6102 sayılı Türk Ticaret Kanunu’nun 793.maddesinde, protestonun düzenlenmesinden veya aynı nitelikte bir belirlemeden veya ibraz süresinin geçmesinden sonra yapılan ciro, ancak alacağın temlikinin sonuçlarını doğuracağı düzenlenmiştir.
…A.Ş.’nin 16/07/2020 tarih ve 196 sayılı yazısı ekinde gönderilen çekin incelemesi ile dava konusu çekin ibraz edildikten sonra davalının eline geçtiği anlaşılmıştır.
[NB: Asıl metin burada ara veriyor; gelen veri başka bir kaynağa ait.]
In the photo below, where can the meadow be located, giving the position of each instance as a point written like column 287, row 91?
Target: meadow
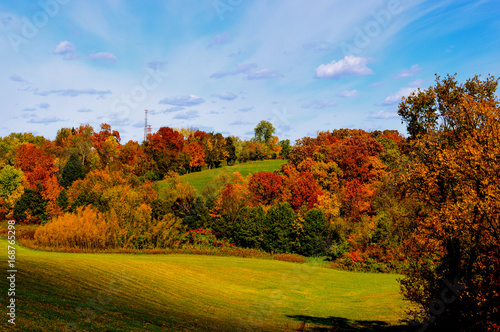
column 199, row 179
column 137, row 292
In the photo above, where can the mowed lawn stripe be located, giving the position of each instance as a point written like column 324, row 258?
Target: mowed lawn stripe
column 199, row 179
column 130, row 292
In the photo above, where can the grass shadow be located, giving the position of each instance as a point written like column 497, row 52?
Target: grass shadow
column 311, row 323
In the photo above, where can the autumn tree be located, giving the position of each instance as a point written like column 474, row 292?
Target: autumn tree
column 456, row 162
column 215, row 150
column 164, row 147
column 82, row 141
column 264, row 132
column 266, row 187
column 9, row 145
column 36, row 164
column 285, row 148
column 73, row 170
column 231, row 151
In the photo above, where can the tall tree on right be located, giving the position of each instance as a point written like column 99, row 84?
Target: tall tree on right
column 454, row 257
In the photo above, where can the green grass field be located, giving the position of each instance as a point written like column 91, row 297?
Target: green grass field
column 199, row 179
column 127, row 292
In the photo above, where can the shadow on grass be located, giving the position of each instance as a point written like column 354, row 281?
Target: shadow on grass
column 311, row 323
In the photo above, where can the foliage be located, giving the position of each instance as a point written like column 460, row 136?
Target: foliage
column 278, row 229
column 10, row 179
column 264, row 132
column 266, row 187
column 73, row 170
column 30, row 208
column 456, row 162
column 248, row 231
column 86, row 228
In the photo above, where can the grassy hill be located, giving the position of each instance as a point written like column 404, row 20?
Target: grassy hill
column 199, row 179
column 127, row 292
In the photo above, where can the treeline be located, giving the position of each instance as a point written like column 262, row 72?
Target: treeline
column 426, row 206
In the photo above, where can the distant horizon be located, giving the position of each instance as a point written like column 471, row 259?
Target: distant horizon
column 223, row 65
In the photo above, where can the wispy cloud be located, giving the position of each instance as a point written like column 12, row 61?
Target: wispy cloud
column 226, row 96
column 187, row 115
column 222, row 38
column 44, row 120
column 156, row 64
column 67, row 50
column 241, row 68
column 74, row 92
column 168, row 110
column 349, row 94
column 319, row 104
column 17, row 78
column 409, row 72
column 348, row 66
column 396, row 98
column 240, row 123
column 190, row 100
column 384, row 115
column 418, row 83
column 247, row 109
column 84, row 110
column 103, row 57
column 263, row 74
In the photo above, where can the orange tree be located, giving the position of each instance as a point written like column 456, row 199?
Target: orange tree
column 454, row 269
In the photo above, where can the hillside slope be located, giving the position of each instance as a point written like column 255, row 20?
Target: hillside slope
column 124, row 292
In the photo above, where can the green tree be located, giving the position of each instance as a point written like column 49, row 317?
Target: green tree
column 264, row 132
column 72, row 171
column 231, row 151
column 30, row 207
column 279, row 235
column 428, row 110
column 313, row 236
column 455, row 175
column 285, row 148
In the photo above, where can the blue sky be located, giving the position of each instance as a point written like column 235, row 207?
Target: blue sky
column 224, row 65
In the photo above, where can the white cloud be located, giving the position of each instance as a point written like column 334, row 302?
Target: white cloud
column 319, row 104
column 84, row 110
column 350, row 65
column 263, row 74
column 44, row 120
column 190, row 100
column 409, row 72
column 222, row 38
column 67, row 49
column 187, row 115
column 396, row 98
column 349, row 93
column 384, row 115
column 240, row 123
column 155, row 64
column 226, row 96
column 17, row 78
column 240, row 69
column 103, row 57
column 418, row 83
column 73, row 92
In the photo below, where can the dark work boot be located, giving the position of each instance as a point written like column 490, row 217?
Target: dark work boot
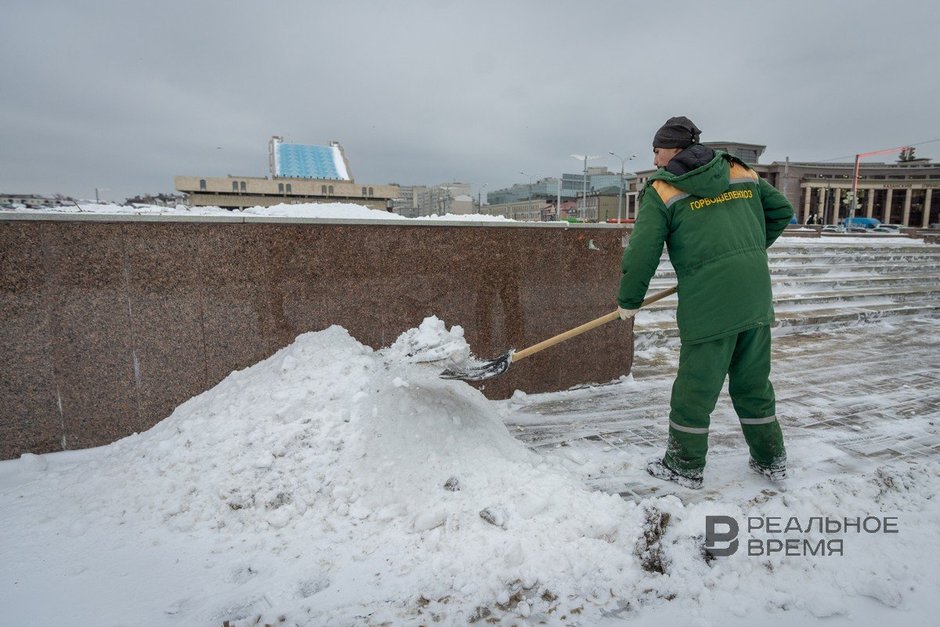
column 660, row 470
column 774, row 473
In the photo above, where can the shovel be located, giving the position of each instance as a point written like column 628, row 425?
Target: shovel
column 496, row 367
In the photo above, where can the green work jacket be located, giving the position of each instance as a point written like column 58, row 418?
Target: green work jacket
column 717, row 222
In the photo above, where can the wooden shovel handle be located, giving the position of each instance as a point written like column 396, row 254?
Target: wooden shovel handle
column 587, row 326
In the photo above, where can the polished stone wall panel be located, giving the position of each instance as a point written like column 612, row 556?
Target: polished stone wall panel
column 122, row 321
column 30, row 419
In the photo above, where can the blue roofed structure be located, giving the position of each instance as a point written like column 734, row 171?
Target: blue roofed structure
column 305, row 161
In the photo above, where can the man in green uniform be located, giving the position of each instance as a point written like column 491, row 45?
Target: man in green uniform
column 717, row 218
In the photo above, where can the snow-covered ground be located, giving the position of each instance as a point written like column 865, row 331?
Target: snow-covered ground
column 332, row 484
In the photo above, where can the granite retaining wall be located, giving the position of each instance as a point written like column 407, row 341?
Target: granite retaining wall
column 108, row 323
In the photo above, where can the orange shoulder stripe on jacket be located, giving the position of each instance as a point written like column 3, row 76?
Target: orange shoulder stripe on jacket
column 739, row 171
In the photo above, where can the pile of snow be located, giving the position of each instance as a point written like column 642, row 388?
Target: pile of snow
column 319, row 211
column 336, row 484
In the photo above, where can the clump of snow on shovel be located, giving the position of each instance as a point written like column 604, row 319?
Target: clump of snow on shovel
column 430, row 342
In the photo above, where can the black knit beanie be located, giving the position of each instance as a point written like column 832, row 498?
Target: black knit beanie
column 677, row 132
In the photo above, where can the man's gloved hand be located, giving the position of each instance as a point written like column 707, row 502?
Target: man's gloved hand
column 626, row 314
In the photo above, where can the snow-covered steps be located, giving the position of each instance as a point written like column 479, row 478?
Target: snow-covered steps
column 826, row 285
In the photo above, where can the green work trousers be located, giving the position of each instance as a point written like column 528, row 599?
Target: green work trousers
column 745, row 359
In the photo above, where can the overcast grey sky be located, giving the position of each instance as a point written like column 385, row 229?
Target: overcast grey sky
column 126, row 94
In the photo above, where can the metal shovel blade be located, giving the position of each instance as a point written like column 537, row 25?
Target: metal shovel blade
column 481, row 371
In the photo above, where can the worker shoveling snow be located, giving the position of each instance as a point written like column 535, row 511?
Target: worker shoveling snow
column 335, row 484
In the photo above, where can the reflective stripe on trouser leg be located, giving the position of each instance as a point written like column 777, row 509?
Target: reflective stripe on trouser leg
column 701, row 375
column 752, row 395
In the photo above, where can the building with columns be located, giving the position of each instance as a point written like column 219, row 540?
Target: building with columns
column 903, row 192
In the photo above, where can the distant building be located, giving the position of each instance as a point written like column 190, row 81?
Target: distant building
column 572, row 186
column 903, row 192
column 300, row 173
column 422, row 200
column 33, row 201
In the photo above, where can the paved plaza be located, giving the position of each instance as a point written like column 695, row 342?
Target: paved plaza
column 847, row 399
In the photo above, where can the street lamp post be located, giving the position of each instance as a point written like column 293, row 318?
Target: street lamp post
column 583, row 205
column 530, row 185
column 623, row 161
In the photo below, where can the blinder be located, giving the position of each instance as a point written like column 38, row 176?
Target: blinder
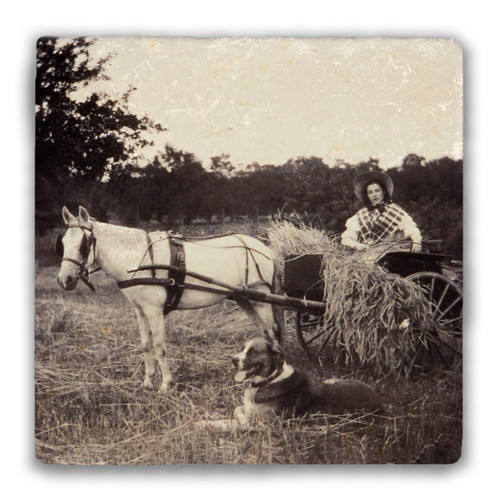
column 85, row 245
column 58, row 246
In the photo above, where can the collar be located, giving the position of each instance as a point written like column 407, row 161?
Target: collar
column 378, row 208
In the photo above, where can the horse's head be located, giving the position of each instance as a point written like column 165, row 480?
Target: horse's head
column 74, row 248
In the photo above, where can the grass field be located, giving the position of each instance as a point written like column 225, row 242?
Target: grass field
column 90, row 407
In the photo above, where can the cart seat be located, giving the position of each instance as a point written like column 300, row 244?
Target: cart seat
column 406, row 263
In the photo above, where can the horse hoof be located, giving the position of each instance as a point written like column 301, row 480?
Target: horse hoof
column 148, row 385
column 165, row 388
Yargıtay … Hukuk Dairesi’nin 30/01/2018 tarih ve E.2016/… K. 2018/… sayılı kararı ile “…Mahkemece, davaya konu çek üzerinde bedelin yazıyla “Beşsekizyüzelli” ve rakamla 5.850 TL şeklinde yazıldığı, bu belirsizlik sebebiyle muhatap banka tarafından çekin ödenmediği, davalı tarafından ise çek bedelinin 585 TL olarak kabul edilerek takip dosyasına ödendiği, davacı tarafça çekin bedelinin 5.850 TL olduğunun ispatlanamadığı gerekçesiyle davanın reddine karar verilmiş, hüküm davacı vekili tarafından süresinde temyiz edilmiştir. Dosyadaki yazılara kararın dayandığı delillerle gerektirici sebeplere ve özellikle davaya konu çekin lehtar Kazım Kulan tarafından bankaya ibraz edildiği, ibrazdan sonra davacı eline çekin geçtiği anlaşılmış olup ibrazdan sonra ciro yoluyla çekin devrinin mümkün olmayıp ancak alacağın temliki hükümlerine göre mümkün olmasına göre davacı vekilinin yerinde görülmeyen bütün temyiz itirazlarının reddiyle usul ve kanuna uygun bulunan hükmün ONANMASINA…” karar verilmiştir.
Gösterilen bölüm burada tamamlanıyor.